1
votes

We are looking to move approximately 1 PB of data to Archive Storage. One of the options we have been considering is GPV2 storage with Standard Performance and Archive access. I have some questions about pricing. I used the pricing calculator at:

https://azure.microsoft.com/en-ca/pricing/calculator/

The data that will be archived is large image files as well as contract documents. From my reading, block blobs would probably be optimum for archival. Is this right?

In a simple scenario, I would like to upload a 100 MB imagery file. I would have to have an empty blob in a container and use set blob tier to set it to either hot or cool. I would then copy the file and then use set blob tier again to change it to archive. How would Azure handle the copy? How many blocks would the file be broken into? I have read that each putblock will be counted as one transaction and the final PutBlocklist will be counted as one transaction. How many operations will be required? If the price is $1.10 for 100,000 operations what kind of cost can I estimate? Also, what would be the cost for changing the tier from hot or cool to archive?

The more expensive task is reading the data. After 180 days and the client wants to read the data. The blob within the container would have to be set from archive to hot or cool right? It will then take time to rehydrate the data. What will be the cost? How will the file be handled when reading the data and how many get blob operations will be required? What other operations will be needed. Looking at the Azure pricing site, it says the cost is $55.00 for a 100,000 operations. As reading is supposed to be much more expensive, I suppose there will be a large number of operations.

For organizing the data containers would be necessary. Any help on container creation/deletion costs would be helpful.

1

1 Answers

0
votes

Too many questions :). Let me try to answer them.

From my reading, block blobs would probably be optimum for archival. Is this right?

Yes. AFAIK, only block blobs are supported for archive tier.

In a simple scenario, I would like to upload a 100 MB imagery file. I would have to have an empty blob in a container and use set blob tier to set it to either hot or cool. I would then copy the file and then use set blob tier again to change it to archive.

You don't really have to do that. With Storage REST API version 2019-02-02, you can directly upload blob into archive tier. No need for uploading them in hot or cool tier and then change access tier to archive.

How many blocks would the file be broken into?

It depends. Maximum size of a block in a block blob can be 100 MB. Essentially the block size would depend on your Internet speed. I believe SDKs use 4MB block size.

I have read that each putblock will be counted as one transaction and the final PutBlocklist will be counted as one transaction. How many operations will be required?

Total operations required = number of blocks + 1 commit block list operation. So if you have a 100MB blob and you split them in 4MB blocks, total operations required will be 25 (100 MB/4MB) + 1 = 26.

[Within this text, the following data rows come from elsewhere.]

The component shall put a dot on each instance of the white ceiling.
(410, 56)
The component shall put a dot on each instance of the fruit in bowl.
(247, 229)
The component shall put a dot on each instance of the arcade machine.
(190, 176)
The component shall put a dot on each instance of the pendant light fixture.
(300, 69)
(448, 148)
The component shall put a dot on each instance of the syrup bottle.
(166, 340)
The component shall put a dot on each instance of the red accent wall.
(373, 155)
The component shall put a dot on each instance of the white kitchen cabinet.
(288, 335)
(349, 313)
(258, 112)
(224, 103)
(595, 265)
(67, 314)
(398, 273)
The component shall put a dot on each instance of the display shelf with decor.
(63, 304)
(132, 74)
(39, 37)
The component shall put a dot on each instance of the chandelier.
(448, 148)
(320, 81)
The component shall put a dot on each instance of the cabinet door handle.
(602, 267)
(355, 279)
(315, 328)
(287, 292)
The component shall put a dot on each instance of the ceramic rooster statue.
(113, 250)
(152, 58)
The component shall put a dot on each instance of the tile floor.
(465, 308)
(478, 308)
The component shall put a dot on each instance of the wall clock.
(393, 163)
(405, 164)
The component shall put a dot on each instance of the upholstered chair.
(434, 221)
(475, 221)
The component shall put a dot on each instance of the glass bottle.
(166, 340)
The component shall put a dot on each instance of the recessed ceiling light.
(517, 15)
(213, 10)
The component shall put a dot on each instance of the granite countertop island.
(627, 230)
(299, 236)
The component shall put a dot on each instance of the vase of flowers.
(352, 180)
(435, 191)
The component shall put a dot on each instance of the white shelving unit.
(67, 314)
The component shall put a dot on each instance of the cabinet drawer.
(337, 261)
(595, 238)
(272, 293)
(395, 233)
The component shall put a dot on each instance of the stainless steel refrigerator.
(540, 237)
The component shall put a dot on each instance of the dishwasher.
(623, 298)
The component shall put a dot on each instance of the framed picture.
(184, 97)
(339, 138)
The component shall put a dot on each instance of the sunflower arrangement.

If the price is $1.10 for 100,000 operations what kind of cost can I estimate?

In the example above it would be $1.10 * 26 / 10000 = $0.000286 for a single blob.

Also, what would be the cost for changing the tier from hot or cool to archive?

Please see my 2nd answer. You don't really need to do that.

The more expensive task is reading the data. After 180 days and the client wants to read the data. The blob within the container would have to be set from archive to hot or cool right?

That's correct.

It will then take time to rehydrate the data. What will be the cost? How will the file be handled when reading the data and how many get blob operations will be required? What other operations will be needed. Looking at the Azure pricing site, it says the cost is $55.00 for a 100,000 operations. As reading is supposed to be much more expensive, I suppose there will be a large number of operations.

You can find this information on Azure Storage Pricing page. Pricing depends on the region where data is stored so it basically would vary.

For organizing the data containers would be necessary. Any help on container creation/deletion costs would be helpful.

Again you can find this information on storage pricing page. Container creation is a single operation and I believe container deletion is a free operation.